The river fishery is similar to the early 1900s, even with the changes in river use and the increase in urban and agricultural use. Surveys done in the early 21st century found representatives of 14 families and 54 species of fishes. Nearly 80% of collected fish are game fish species, including: Largemouth bass (Micropterus salmoides), Yellow perch (Perca flavescens), Walleye (Stizostedion vitreum), Muskellunge (Esox masquinongy), Bluegill (Lepomis macrochirus), Channel catfish (Ictalurus punctatus), Rainbow trout (Oncorhynchus mykiss), White and Black crappie (Pomoxis annularis and P. nigromaculatus), Longear sunfish (Lepomis megalotis), Northern pike (Esox lucius), Rock bass (Ambloplites rupestris), White bass (Morone chrysops) and Warmouth (Lepomis gulosus). Bluegill were the dominant fish, being 50% of the river population.

==Dams==
In the 1920s, two dams were built along the Tippecanoe River to produce electricity.

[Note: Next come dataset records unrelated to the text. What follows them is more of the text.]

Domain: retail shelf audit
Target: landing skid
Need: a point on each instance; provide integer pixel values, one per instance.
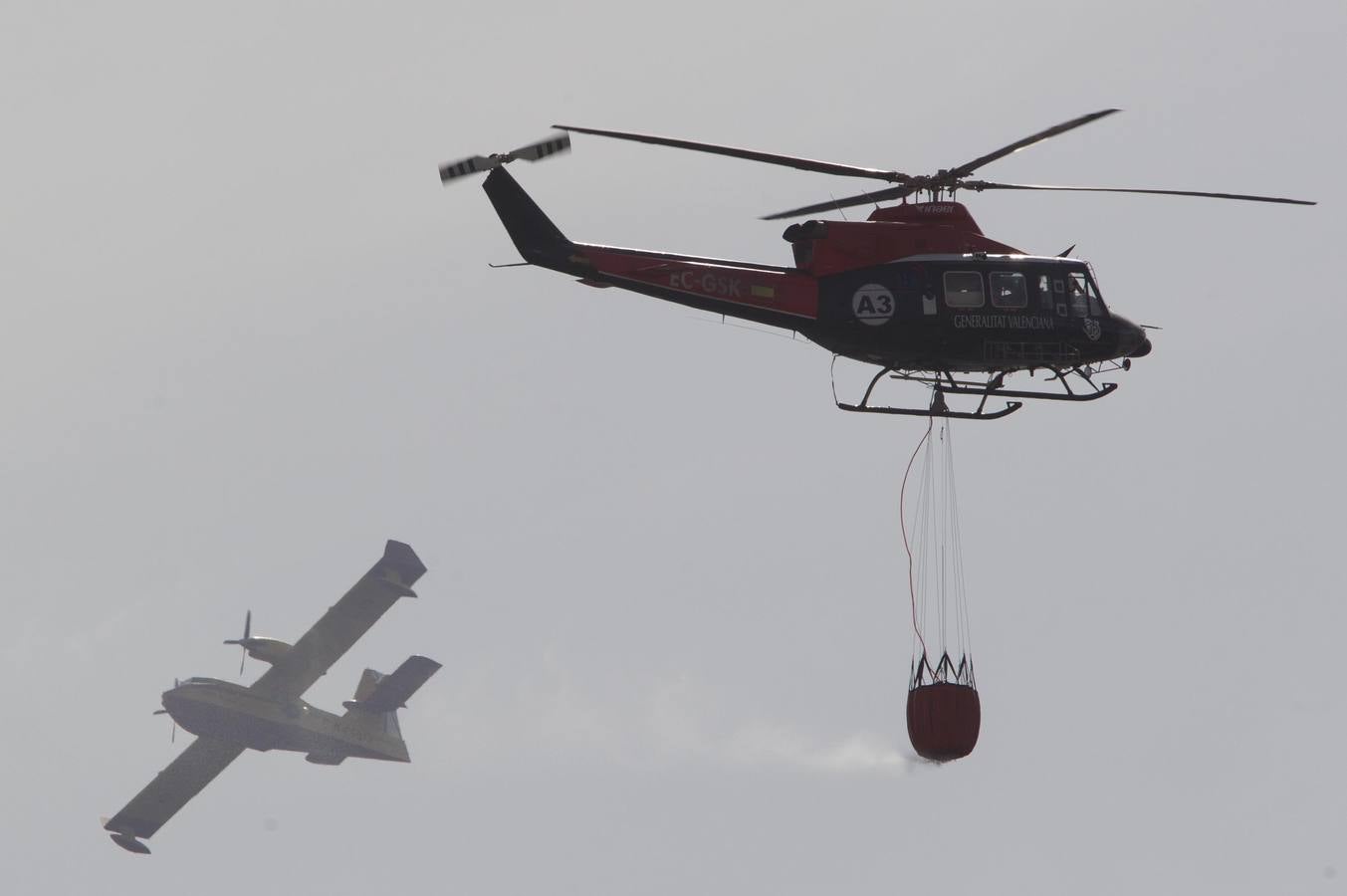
(945, 384)
(938, 406)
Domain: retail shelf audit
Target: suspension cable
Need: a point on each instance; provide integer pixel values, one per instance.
(903, 525)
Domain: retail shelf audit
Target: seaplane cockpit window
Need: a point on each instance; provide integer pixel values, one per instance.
(1010, 290)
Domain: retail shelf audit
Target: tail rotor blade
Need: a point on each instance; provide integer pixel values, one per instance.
(554, 144)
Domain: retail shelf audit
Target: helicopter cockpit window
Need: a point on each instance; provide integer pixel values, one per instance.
(1010, 290)
(1076, 290)
(964, 289)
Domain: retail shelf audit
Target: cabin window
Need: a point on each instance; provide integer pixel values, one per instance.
(1044, 293)
(1095, 302)
(964, 289)
(1010, 290)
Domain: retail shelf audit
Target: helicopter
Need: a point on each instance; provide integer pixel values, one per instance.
(916, 289)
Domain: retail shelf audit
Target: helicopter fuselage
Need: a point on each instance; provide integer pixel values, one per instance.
(918, 287)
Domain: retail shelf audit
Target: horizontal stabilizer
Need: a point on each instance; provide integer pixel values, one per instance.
(392, 691)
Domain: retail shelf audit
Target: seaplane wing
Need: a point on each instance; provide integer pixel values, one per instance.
(342, 624)
(170, 791)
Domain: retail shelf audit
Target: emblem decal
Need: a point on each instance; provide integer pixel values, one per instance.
(872, 305)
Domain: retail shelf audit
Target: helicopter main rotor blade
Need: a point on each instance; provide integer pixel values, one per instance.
(754, 155)
(969, 167)
(846, 202)
(989, 185)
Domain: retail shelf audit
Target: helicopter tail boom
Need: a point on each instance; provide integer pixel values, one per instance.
(759, 293)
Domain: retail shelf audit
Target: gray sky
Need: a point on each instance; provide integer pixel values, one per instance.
(248, 337)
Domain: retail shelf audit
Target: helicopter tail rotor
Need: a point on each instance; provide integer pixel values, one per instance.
(533, 152)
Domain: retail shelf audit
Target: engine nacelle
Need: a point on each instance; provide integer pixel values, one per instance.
(268, 650)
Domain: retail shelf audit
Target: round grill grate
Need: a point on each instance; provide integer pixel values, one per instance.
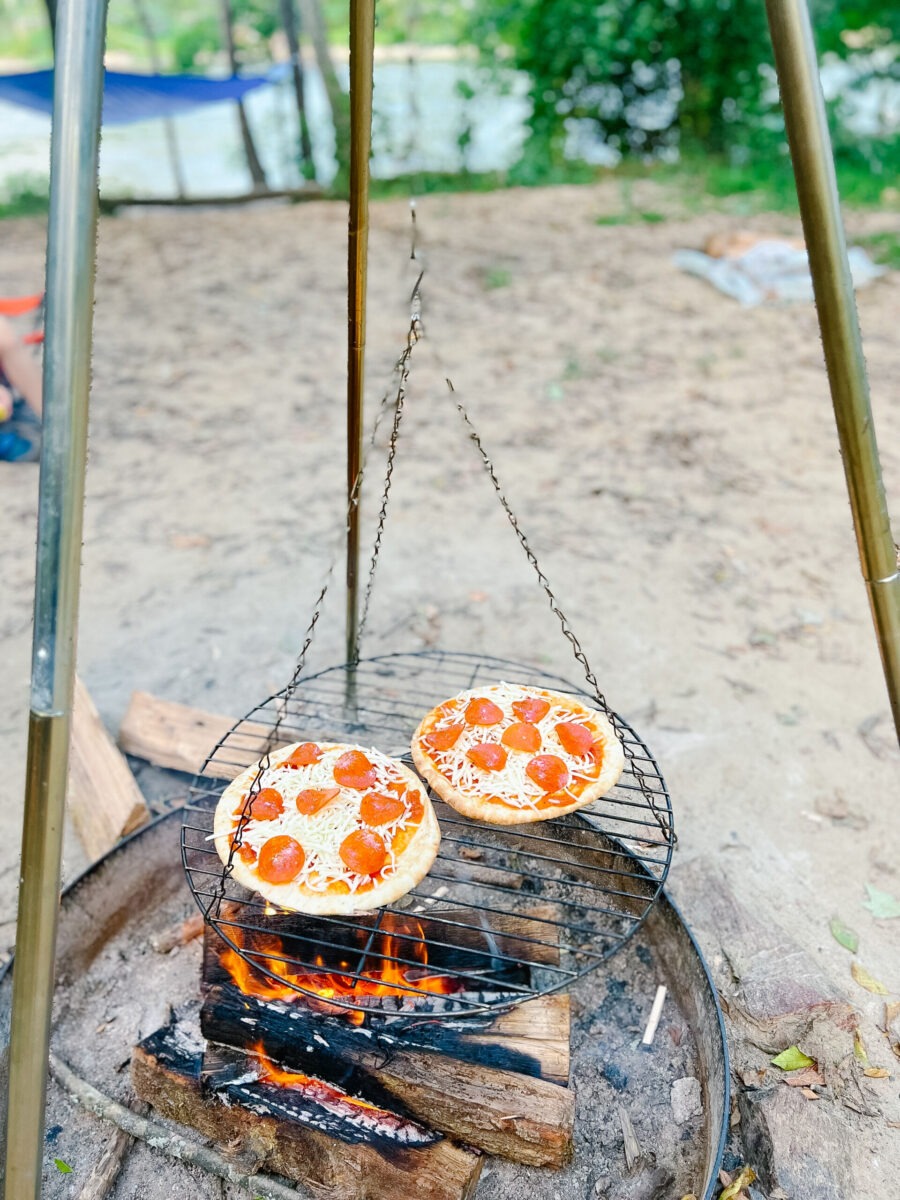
(507, 913)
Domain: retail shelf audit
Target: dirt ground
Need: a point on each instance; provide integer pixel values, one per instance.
(672, 457)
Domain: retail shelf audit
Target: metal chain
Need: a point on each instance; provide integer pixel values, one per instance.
(285, 699)
(402, 370)
(568, 633)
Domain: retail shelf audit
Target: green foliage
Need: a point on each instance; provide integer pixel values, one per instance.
(24, 196)
(883, 247)
(657, 77)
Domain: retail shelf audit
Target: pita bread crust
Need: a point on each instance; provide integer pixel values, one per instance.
(483, 809)
(413, 864)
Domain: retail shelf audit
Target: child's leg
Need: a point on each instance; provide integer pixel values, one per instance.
(21, 369)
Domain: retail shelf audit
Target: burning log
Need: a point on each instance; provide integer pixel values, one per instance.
(485, 1080)
(303, 1128)
(491, 1080)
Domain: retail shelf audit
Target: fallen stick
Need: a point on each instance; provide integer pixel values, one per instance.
(162, 1139)
(649, 1033)
(106, 1170)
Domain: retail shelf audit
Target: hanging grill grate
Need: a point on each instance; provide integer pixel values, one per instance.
(507, 913)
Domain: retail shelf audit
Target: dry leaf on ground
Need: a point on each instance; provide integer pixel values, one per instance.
(743, 1180)
(844, 935)
(792, 1059)
(868, 981)
(881, 904)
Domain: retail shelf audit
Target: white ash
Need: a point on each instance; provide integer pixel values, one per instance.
(687, 1099)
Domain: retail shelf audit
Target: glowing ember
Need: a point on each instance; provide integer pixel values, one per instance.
(376, 1121)
(269, 1072)
(330, 982)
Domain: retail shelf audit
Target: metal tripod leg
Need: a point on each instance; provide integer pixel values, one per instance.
(361, 70)
(71, 250)
(817, 192)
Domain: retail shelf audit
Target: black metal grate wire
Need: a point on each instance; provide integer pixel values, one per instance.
(507, 913)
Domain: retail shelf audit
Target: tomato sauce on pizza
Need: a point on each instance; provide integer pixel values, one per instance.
(328, 828)
(513, 754)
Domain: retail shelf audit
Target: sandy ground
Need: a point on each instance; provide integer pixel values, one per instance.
(672, 456)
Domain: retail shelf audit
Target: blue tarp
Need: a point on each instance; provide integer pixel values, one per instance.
(136, 97)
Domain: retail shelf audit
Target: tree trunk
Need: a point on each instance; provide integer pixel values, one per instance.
(250, 151)
(51, 5)
(168, 124)
(339, 101)
(289, 21)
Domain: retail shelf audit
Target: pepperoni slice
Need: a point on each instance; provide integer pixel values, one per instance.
(267, 804)
(556, 799)
(531, 708)
(353, 769)
(483, 712)
(549, 772)
(311, 799)
(574, 738)
(489, 755)
(522, 737)
(379, 809)
(364, 852)
(281, 859)
(304, 756)
(442, 739)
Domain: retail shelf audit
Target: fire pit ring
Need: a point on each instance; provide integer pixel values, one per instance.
(112, 913)
(505, 915)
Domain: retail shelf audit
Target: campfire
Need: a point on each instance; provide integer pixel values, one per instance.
(384, 1054)
(342, 1049)
(382, 972)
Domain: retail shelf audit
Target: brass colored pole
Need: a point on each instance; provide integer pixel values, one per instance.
(71, 247)
(817, 192)
(361, 67)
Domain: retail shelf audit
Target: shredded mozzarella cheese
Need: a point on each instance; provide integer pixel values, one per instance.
(322, 834)
(510, 785)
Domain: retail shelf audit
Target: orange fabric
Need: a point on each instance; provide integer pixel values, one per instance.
(15, 306)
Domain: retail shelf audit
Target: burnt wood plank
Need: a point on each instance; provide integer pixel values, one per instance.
(363, 1157)
(103, 797)
(461, 1077)
(179, 737)
(532, 1039)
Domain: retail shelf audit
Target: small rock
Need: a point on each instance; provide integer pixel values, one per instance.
(687, 1099)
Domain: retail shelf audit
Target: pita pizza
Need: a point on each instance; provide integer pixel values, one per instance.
(333, 828)
(510, 754)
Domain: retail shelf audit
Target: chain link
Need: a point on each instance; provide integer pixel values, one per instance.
(402, 370)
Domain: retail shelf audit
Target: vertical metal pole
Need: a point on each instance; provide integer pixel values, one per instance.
(820, 209)
(361, 67)
(71, 250)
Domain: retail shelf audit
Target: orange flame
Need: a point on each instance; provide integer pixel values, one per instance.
(388, 977)
(269, 1072)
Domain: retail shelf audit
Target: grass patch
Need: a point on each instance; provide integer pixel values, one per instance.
(883, 247)
(497, 277)
(631, 219)
(25, 196)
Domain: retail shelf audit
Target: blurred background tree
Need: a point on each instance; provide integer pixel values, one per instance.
(661, 77)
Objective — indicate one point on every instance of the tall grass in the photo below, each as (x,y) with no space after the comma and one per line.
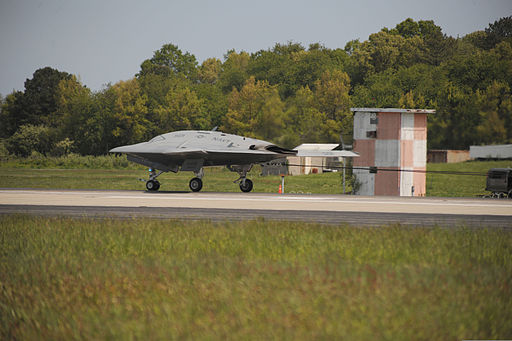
(71,161)
(147,279)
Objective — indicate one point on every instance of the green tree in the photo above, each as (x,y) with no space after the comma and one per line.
(256,110)
(182,109)
(170,60)
(234,71)
(500,30)
(129,112)
(209,71)
(495,110)
(36,104)
(304,122)
(29,138)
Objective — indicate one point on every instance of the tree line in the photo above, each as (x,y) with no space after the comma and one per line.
(288,94)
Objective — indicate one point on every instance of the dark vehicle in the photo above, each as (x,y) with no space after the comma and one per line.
(499,182)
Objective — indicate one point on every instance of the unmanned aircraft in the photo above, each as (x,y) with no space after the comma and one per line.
(191,150)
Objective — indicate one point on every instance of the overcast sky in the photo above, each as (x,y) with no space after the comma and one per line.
(104,41)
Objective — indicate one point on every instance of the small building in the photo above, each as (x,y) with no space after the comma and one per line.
(447,156)
(299,165)
(503,151)
(394,142)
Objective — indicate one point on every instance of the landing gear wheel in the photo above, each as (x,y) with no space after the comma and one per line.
(152,185)
(246,186)
(195,184)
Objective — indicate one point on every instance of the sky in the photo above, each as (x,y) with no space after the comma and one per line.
(105,41)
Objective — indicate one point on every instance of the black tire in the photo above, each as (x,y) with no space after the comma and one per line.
(195,184)
(152,185)
(246,186)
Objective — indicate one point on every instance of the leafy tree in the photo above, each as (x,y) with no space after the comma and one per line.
(11,115)
(495,110)
(234,71)
(29,138)
(256,110)
(500,30)
(36,104)
(182,109)
(304,121)
(129,112)
(214,102)
(170,60)
(210,70)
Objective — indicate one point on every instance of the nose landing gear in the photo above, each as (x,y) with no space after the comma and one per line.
(196,184)
(152,184)
(244,183)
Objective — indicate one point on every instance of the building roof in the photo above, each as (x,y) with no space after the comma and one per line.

- Oakdale Hydro Plant, built in 1925, created Lake Freeman. Lake Freeman reached 7 mi north through Monticello. It provides 9.2 MW of power through NiSource. Lake Freeman is held at 610 ft above sealevel.
- Norway Hydro Plant, built in 1925, created Lake Shafer. Lake Shafer reached 6 mi north from Norway. It provides 7.2 MW of power through NiSource. Lake Shafer is held at 645 ft above sealevel.